Près de 300 personnes réunies malgré l’interdiction
Près de 300 personnes se sont rassemblées dans la nuit du vendredi 11 au samedi 12 septembre sur un terrain privé à La Hoguette, près de Falaise. Selon le bilan communiqué par la préfecture du Calvados, l’événement n’avait fait l’objet d’aucune déclaration préalable.
Le rassemblement s’est tenu en violation de l’arrêté préfectoral pris le 10 septembre. Celui-ci interdisait, dans l’ensemble du Calvados, les rassemblements festifs à caractère musical de type free-party, rave-party et teknival. Le transport de matériel destiné à ces événements était également concerné par l’interdiction.
Le caractère privé du terrain n’a donc pas empêché l’intervention des services de l’État. Dès l’installation des participants, un dispositif de contrôle et de sécurisation a été déployé autour du site.
Deux escadrons de gendarmerie mobile mobilisés
Le groupement de gendarmerie départementale a été renforcé par deux escadrons de gendarmerie mobile, représentant environ 200 militaires. Les forces de l’ordre ont contrôlé les accès et les véhicules présents dans le secteur, avec une attention particulière portée à la consommation d’alcool et de stupéfiants.
La surveillance a également été assurée par un drone. Un arrêté préfectoral autorisait la captation, l’enregistrement et la transmission d’images au-dessus du territoire de La Hoguette jusqu’au lundi 14 septembre à 8 heures.
Le Service départemental d’incendie et de secours du Calvados, le SAMU et plusieurs associations agréées de sécurité civile ont aussi été mobilisés. Des moyens spécifiques de lutte contre les incendies ont été prévus afin de prévenir tout départ de feu sur le terrain.
Des jets de projectiles et des tirs de mortiers
Dans la journée de samedi, le préfet s’est rendu sur place et a ordonné la saisie du matériel de sonorisation afin de mettre fin au rassemblement. L’opération de dispersion s’est toutefois déroulée dans un contexte tendu.
La préfecture fait état de jets de projectiles, de tirs de mortiers dirigés contre les gendarmes et de quelques affrontements. Les forces de l’ordre ont utilisé des moyens de dispersion, notamment des gaz lacrymogènes.
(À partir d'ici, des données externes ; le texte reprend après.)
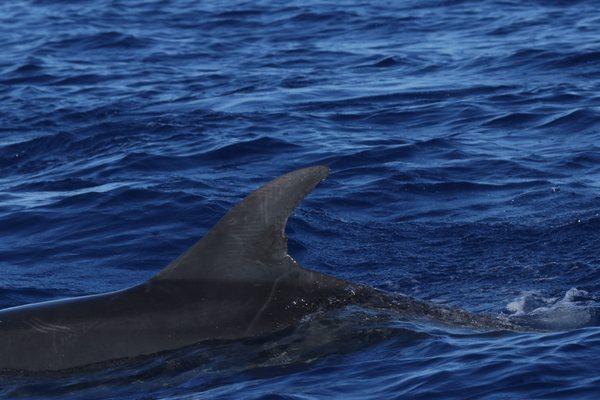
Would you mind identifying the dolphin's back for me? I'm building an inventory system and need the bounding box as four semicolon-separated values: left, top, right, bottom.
0;167;356;371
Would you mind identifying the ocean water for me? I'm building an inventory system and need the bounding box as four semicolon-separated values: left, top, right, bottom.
0;0;600;399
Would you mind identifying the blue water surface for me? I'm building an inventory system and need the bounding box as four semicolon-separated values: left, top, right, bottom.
0;0;600;399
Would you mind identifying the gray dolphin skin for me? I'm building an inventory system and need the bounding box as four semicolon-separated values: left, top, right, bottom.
0;166;511;372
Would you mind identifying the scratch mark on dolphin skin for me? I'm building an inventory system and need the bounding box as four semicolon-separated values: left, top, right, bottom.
24;318;71;333
244;272;289;335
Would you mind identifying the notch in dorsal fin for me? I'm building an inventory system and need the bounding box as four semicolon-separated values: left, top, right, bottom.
152;166;329;281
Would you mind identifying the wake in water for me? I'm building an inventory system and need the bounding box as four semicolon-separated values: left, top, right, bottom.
506;288;600;330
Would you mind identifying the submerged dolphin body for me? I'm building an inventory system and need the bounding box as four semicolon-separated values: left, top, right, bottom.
0;166;516;371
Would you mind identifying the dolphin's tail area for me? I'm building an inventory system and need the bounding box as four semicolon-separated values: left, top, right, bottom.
152;166;329;281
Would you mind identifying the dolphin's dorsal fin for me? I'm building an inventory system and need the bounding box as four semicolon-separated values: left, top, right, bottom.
152;166;329;281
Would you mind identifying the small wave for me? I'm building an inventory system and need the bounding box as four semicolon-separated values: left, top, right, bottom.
506;288;600;330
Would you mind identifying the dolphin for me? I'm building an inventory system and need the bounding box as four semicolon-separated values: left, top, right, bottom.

L’ensemble du matériel de sonorisation a finalement été saisi. Le bilan officiel fait état de six blessés légers : quatre gendarmes et deux festivaliers. Quatre personnes ont également été interpellées. La préfecture n’a pas encore détaillé les suites judiciaires données à ces interpellations.
Les contrôles se poursuivent autour du site afin d’éviter une éventuelle réinstallation du rassemblement.
Des sanctions renforcées par la loi RIPOST
Cette intervention intervient quelques semaines après la promulgation de la loi RIPOST, le 18 août 2026. Le texte a abaissé de 500 à 250 participants le seuil à partir duquel une déclaration préalable est obligatoire pour certains rassemblements festifs à caractère musical.
L’organisation d’un rassemblement non déclaré peut désormais être punie de deux ans d’emprisonnement et de 30 000 euros d’amende. La participation à un rassemblement de plus de 250 personnes, lorsque son caractère illégal a été porté à la connaissance du public, constitue également un délit passible de six mois d’emprisonnement et de 7 500 euros d’amende.
Une amende forfaitaire délictuelle de 500 euros peut aussi être dressée directement sur place, conformément aux nouvelles dispositions du Code de la sécurité intérieure.
À La Hoguette, la free-party a donc pris fin après la saisie de la sonorisation. L’enquête devra désormais préciser les responsabilités de chacun et les suites réservées aux quatre interpellations.